Mit Ausbruch der Französischen Revolution 1789 verlor er die meisten seiner Ämter. Die Kirche Saint-Étienne-du-Mont war in einen Tempel der Frömmigkeits-Kinder für die Théophilanthropen umgewandelt worden; hier verdiente er seinen Lebensunterhalt als musikalischer Begleiter der Feierlichkeiten. Nachdem im Jahr 1803 die katholischen Gottesdienste wieder eingeführt worden waren, setzte er hier seine Tätigkeit fort. Nach 50 Jahren Dienst in der gleichen Pfarrei nahm er am 2. Januar 1819 von seinem Beruf als liturgischer Organist Abschied. Der Tag seines Todes im Jahr 1831 ist nicht überliefert.

Lasceux kann in der französischen Orgel- und Kirchenmusik durch sein langes Leben als Bindeglied zwischen dem 18. und 19. Jahrhundert gelten. Zu Lebzeiten war er ein anerkannter Virtuose auf der Orgel, auf dem Cembalo und auf dem Pianoforte; berühmt war er durch seine Improvisationen, die von der Thematik des Jüngsten Gerichts inspiriert waren. Der größere Teil seiner Orgelkompositionen entstand in der Zeit vor 1789. Im neuen Jahrhundert entstanden zwei Gruppen von Orgelwerken: die Nouvelle Suite de pièces d’orgue (1810) und sein Annuaire de l’organiste (1819); letzteres umfangreiche Werk enthält vier Messen, Magnificat-Sätze und ein groß angelegtes Te Deum in 16 Versetten.
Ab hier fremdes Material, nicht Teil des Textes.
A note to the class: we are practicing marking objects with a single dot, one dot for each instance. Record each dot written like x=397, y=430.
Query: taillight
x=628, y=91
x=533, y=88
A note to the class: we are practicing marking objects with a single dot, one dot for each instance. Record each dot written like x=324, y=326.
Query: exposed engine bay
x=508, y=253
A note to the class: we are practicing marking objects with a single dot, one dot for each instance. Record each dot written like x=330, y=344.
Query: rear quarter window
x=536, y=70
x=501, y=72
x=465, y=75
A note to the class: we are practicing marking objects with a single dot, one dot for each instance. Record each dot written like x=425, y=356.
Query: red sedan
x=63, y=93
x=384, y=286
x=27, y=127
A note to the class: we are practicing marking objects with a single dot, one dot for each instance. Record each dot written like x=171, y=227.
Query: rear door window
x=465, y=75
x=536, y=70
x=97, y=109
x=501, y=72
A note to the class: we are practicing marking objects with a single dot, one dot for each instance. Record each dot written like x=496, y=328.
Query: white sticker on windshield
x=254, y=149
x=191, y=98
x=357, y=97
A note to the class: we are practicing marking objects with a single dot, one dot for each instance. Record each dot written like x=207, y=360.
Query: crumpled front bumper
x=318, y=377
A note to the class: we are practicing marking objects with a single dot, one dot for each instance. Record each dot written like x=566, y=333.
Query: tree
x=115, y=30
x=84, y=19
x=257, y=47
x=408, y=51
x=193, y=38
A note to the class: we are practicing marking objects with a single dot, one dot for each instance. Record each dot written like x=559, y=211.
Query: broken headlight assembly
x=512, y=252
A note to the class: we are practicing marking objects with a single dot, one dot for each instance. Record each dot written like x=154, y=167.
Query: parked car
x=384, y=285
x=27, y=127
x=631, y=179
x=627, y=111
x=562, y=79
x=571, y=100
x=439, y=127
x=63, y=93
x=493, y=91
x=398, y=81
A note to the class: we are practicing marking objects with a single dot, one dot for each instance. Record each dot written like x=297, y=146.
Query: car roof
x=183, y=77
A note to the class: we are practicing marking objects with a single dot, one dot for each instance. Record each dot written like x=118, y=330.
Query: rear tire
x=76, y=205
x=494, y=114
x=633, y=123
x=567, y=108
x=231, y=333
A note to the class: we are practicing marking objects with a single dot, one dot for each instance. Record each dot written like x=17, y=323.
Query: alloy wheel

Das Te Deum ist ein Bravourstück der Orgelwerke seiner Zeit mit seinen neuartigen Effekten, zum Beispiel clusterartigen Klängen. Grundsätzlich sind Lasceux’ Orgelwerke der klassischen Tradition verpflichtet (Plain-chant, Duo, Récit de flûtes ou de hautbois, Grands jeux etc.), belegen jedoch auch die Orgelmusikpraxis des ausgehenden 18. und beginnenden 19. Jahrhunderts (Chasse, Symphonie concertante usw.). Wenn auch seine Kompositionen nicht so erfindungsreich sind wie die von Jean-Jacques Beauvarlet-Charpentier (1734–1794) und nicht so kunstvoll wie die von Nicolas Séjan (1745–1819), besitzt seine Orgelmusik mit ihrer farbigen und lebendigen Klanggestaltung viel Anziehungskraft und Schwung.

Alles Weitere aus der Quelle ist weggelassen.